What to Start Doing now!

  • Research: The more you know about nuclear blasts and how to deal with their effects, the better off you’ll be. Research fallout decontamination procedures and how to treat yourself in the event of radiation poisoning.
  • Make an urban survival kit: You’ll not only need the basics like food and water but you’ll want to include a spare change of clothing, tools, defensive items, and first aid equipment. The most important item you’ll need though is Potassium Iodate (anti-radiation) tablets. You’ll want to take the potassium iodate just prior to when you believe the nukes will come down and continue taking them for about a month after the disaster. Potassium iodate works by saturating your system with a stable form of iodine thereby preventing you from absorbing unstable radioactive material.
  • Make a plan: Get your family, friends, neighbours together and make a plan! Gather contact information for each person and designate meet up locations so that you’ll be able to find each other post disaster. You should designate escape routes, code words, where to place messages for each other, and travel routes. You’ll also need to find local places that will work well as fallout shelter and you’ll need to find locations to protect yourself from the initial nuclear blast.
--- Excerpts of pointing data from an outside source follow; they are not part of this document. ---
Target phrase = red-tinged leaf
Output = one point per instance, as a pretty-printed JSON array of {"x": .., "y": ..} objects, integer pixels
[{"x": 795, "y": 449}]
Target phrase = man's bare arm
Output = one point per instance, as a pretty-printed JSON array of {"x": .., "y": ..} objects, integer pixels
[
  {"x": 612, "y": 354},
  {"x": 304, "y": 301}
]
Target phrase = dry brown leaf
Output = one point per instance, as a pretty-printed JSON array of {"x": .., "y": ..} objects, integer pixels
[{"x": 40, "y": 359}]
Poor planning leads to poor performance! The more extensive your plan in, the better off you’ll be.

 

What to do During a Nuclear Blast
If a nuclear attack is imminent, you must immediately get to a safe place to survive the initial blast! Ideally you should find a place below ground in underground parking lots or tunnel systems (subways, sewers, etc.). Strong buildings built of thick concrete walls, or bricks can also be adequate for protection. Once you’re in a safe place, surround the entrances with furniture and anything else you can find to suppress the pressure wave created by the nuclear blast. Once everything is secured, curl up in fetal position with your eyes closed and arms wrapped around your ears/head (this will protect your organs and sensory systems from the pressure wave).

 

If you’re outside and shelter inside a building isn’t possible, find protection behind a large boulder/hill or find refuge in a ditch, or hole. Once in a good location, get into a fetal position and cover your ears/face. Under absolutely no circumstances must you open your eyes as you can instantly be blinded by the intense light of a nuclear blast.

 

What to do After a Nuclear Blast
After a nuclear blast you must check where the nuclear blast occurred to determine whether or not you’re downwind from the detonation. If you are downwind from the blast you must either take protective measures inside the building you’re currently in or quickly move to a nearby location to protect yourself from the radiation. It’s suggested that you stay inside for at least the first 24 hours to let the initial radiation levels drop. If you’ve been exposed to outside radioactive particles you should remove all your clothing (and store it away from you). Once it’s safe and possible to do so, take a shower and thoroughly clean your body of particles, when cleaning yourself don’t’ scrub or scratch yourself (as it may lodge particles deeper into your skin) and don’t use a conditioner (as it will bind radioactive particles to your hair), use a light soap and water.

 

After the first 24 hours, you may decide to leave your shelter (but only if your current one isn’t adequate) or remain inside for as long as your food supplies last. After 1 week, it should be safe to leave your shelter and find safety in an unaffected region outside the city. Military and Government agencies will likely be in and around ground zero to rescue survivors. If no help can be found, you must do your best to find the supplies you need to survive (caching supplies in and around your city as preparation is advised).